Twenty hyper velocity projectiles were fired from the destroyer USS Dewey as part of a study conducted by the US Navy and the Defense Department's Strategic Capabilities Office (SCO), unnamed officials familiar with the test told USNI News Monday.
The maritime warfare exercise is held in the waters off of Honolulu, Hawaii, every two years.
The test was part of a greater SCO effort to prove a 40-year-old deck gun filled with freshly designed ammunition could effectively neutralize large unmanned aerial vehicles (UAV) and cruise missiles, USNI News added. The report makes no mention of whether the test was a success.
The hyper velocity projectile is being cast as a low-cost alternative to the weapons currently used against cruise missile threats. Each Evolved Sea Sparrow Missile, for example, costs $2 million; every Rolling Airframe Missile runs another $1 million; shooting a single Standard Missile 2 has a price greater than $400,000.
"If you think about the kinds of threats you might face in the Middle East, the lower-end cruise missiles or a larger UAV, now you have a way to shoot them down that doesn't require you use a $2 million ESSM or $1 million RAM, because a hyper velocity projectile — even in the highest-end estimates have it in the $75,000 to $100,000 range, and that's for the fanciest version of it with an onboard seeker," Bryan Clark of the Center for Strategic and Budgetary Assessments told USNI News.
Officials told the publication the RIMPAC test was unclassified, but the Office of Secretary of Defense and the Office of Naval Research have declined to acknowledge it.

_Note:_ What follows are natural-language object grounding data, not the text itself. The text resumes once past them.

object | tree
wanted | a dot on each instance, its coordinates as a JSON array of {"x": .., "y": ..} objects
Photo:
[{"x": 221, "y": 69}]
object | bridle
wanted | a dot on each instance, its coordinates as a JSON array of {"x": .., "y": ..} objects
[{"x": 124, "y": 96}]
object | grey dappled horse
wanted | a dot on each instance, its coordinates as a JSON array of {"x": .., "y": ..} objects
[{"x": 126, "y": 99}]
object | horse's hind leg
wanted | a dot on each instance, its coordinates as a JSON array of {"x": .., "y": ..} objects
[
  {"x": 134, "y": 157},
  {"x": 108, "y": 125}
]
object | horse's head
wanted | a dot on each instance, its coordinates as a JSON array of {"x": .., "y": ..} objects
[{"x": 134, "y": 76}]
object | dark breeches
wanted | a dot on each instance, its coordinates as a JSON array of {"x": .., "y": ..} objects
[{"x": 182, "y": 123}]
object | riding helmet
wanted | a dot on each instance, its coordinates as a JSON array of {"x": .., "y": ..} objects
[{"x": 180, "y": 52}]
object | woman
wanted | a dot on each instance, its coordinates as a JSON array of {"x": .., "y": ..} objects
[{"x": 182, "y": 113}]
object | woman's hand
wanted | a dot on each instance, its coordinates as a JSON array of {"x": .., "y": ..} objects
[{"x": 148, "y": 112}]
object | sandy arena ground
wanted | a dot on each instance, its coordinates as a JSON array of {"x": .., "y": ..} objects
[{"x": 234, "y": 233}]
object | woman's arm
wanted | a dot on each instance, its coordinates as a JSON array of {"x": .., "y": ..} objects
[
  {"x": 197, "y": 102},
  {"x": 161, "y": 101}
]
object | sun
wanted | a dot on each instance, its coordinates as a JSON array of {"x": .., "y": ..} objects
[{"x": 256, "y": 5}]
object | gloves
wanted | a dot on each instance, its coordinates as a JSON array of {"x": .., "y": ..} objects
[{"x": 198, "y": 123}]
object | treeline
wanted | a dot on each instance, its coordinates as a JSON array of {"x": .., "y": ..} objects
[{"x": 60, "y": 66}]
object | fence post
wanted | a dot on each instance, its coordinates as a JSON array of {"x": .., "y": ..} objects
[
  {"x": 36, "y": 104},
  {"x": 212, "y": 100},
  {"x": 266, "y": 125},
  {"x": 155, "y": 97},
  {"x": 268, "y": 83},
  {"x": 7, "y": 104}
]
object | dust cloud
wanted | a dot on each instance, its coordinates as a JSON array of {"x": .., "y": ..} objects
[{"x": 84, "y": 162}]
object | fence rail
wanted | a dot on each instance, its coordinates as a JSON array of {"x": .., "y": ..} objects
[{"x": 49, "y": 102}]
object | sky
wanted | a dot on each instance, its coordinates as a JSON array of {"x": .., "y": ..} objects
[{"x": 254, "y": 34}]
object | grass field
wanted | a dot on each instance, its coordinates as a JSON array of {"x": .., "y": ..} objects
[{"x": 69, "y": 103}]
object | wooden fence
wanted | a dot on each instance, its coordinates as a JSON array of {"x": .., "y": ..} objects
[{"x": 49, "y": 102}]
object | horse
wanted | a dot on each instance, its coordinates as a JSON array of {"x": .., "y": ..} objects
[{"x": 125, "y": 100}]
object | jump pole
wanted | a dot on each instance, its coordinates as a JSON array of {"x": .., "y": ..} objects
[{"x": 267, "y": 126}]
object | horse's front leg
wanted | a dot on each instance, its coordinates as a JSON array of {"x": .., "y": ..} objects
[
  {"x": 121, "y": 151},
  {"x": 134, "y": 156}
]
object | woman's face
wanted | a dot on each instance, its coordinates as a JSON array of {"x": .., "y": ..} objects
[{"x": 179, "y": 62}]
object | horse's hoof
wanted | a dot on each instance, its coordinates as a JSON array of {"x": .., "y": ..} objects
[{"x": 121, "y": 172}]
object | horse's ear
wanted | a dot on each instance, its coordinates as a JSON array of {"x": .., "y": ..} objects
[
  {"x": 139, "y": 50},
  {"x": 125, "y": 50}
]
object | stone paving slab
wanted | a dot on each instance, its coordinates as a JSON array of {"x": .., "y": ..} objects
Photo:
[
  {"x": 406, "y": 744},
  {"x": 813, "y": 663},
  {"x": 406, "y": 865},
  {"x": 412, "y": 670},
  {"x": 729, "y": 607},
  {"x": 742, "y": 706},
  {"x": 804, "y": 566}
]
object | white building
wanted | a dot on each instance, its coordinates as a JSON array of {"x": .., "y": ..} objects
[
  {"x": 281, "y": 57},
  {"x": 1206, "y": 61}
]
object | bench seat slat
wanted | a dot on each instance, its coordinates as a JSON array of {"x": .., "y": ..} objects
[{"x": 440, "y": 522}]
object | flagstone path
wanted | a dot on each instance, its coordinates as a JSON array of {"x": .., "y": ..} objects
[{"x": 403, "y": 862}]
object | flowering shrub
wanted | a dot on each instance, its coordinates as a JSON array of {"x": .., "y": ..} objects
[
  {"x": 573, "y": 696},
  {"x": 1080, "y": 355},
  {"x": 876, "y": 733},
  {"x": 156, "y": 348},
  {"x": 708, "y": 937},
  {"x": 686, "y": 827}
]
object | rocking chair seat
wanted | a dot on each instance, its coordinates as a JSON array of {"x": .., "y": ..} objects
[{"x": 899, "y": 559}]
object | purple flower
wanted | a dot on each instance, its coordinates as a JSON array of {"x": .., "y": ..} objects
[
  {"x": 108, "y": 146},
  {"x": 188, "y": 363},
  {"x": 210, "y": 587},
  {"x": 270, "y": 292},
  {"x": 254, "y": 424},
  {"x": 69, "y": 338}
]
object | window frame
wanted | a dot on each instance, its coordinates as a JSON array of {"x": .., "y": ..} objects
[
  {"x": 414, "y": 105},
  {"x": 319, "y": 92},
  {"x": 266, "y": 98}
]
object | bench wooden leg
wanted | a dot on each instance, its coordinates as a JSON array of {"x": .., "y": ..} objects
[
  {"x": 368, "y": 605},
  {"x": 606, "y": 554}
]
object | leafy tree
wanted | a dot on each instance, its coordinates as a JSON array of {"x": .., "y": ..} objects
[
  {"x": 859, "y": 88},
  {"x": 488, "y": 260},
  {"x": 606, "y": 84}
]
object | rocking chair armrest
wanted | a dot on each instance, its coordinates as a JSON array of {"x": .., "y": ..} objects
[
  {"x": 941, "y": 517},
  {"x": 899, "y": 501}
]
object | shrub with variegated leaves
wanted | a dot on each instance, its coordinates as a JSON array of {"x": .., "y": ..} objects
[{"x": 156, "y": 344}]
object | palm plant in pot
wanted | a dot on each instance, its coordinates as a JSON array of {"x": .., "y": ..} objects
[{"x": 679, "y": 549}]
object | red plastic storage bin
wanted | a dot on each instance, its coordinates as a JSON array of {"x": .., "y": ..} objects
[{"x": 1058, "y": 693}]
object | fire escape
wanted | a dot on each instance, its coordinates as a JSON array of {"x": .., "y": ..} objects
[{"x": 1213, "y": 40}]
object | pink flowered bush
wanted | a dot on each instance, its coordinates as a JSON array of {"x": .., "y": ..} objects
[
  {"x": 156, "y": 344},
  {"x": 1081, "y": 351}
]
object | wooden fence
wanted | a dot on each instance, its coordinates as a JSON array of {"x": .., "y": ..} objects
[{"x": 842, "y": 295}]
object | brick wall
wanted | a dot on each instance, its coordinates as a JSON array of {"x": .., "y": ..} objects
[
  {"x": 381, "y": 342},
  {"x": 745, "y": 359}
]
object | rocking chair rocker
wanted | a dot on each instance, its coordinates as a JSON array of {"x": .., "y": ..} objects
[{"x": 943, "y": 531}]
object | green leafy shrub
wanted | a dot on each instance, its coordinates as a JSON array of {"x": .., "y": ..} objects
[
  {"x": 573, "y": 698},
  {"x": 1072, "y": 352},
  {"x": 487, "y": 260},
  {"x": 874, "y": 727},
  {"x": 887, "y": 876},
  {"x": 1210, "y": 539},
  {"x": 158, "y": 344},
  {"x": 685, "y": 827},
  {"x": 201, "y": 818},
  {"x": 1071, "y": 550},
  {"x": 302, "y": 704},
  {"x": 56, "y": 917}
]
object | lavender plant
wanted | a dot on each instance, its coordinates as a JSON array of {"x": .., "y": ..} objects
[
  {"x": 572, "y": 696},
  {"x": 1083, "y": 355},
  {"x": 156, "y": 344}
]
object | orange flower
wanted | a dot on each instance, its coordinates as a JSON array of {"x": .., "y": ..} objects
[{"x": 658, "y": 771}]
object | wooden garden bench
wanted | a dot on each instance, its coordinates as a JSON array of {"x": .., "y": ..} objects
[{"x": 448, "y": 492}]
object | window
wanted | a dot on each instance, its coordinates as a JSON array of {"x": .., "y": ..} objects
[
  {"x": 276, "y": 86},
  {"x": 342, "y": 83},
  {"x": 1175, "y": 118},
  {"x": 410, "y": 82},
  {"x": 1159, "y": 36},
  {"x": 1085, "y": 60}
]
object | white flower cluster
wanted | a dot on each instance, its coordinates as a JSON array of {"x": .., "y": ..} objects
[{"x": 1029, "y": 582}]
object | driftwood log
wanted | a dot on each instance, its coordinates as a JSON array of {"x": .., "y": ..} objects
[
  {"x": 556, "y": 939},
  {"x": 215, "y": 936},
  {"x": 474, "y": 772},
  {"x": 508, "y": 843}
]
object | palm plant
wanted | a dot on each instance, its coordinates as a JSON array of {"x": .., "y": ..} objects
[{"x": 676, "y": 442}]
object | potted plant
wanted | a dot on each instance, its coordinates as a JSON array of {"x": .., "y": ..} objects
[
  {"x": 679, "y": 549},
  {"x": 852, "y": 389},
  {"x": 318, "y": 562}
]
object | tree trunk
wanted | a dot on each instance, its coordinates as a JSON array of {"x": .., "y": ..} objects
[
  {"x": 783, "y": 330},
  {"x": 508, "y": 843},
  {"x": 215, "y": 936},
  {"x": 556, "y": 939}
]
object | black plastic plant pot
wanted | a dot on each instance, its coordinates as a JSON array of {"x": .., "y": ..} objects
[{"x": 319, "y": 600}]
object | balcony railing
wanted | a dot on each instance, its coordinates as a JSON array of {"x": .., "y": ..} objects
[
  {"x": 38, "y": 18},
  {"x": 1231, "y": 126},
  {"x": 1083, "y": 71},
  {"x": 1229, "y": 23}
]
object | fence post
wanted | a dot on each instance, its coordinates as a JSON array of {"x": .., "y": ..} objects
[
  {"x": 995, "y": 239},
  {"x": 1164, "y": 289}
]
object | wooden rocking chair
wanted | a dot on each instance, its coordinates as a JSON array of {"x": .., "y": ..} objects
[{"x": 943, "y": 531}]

There is a chance Beijing knew about the weapons test before USNI News did. A Chinese People's Liberation Army Navy surveillance vessel approached the exclusive economic zone of the islands during the 2018 drills to keep tabs on what was happening there, Sputnik News reported. A retired Chinese general suggested in comments to South China Morning Post that the spy ship's presence was a response to US surveillance of Chinese warships.
The PLA Navy made headlines last week when a Type 072II-class landing ship equipped with a demonstrator electromagnetic railgun, another weapon rival countries are racing to develop, was spotted sailing out for sea trials. The prospect of China fielding the weapon before Washington has been described as a potential "strategic coup" for Beijing by some US analysts.
The hyper velocity projectile is a touch slower than rounds fired from an electromagnetic railgun but provides a similar capability to shoot down aerial threats with very fast, relatively cheap ammo rounds. In the eyes of the SCO, it makes sense to put the projectiles in Mk 45 deck guns, which are mounted on virtually every American warship in the surface fleet.
It's "not that we're not interested in railgun — we are — but if you look at the delta between fielding in quantity — we have [more than] 1,000 powder guns; we have very few railguns," said Will Roper, founding director of SCO, during a 2016 talk at the Center for Strategic and International Studies in Washington.
The SCO was established by then-Deputy Secretary of Defense Ash Carter in 2016. The office's task was to discover new applications for old technological systems.
The SCO's days appear to be numbered, however. Page 43 of the National Defense Authorization Act for fiscal year 2019, signed by US President Donald Trump on August 13, 2018, provides for the secretary of defense to submit a plan for eliminating the office "not later than March 1, 2019," to Congressional defense committees.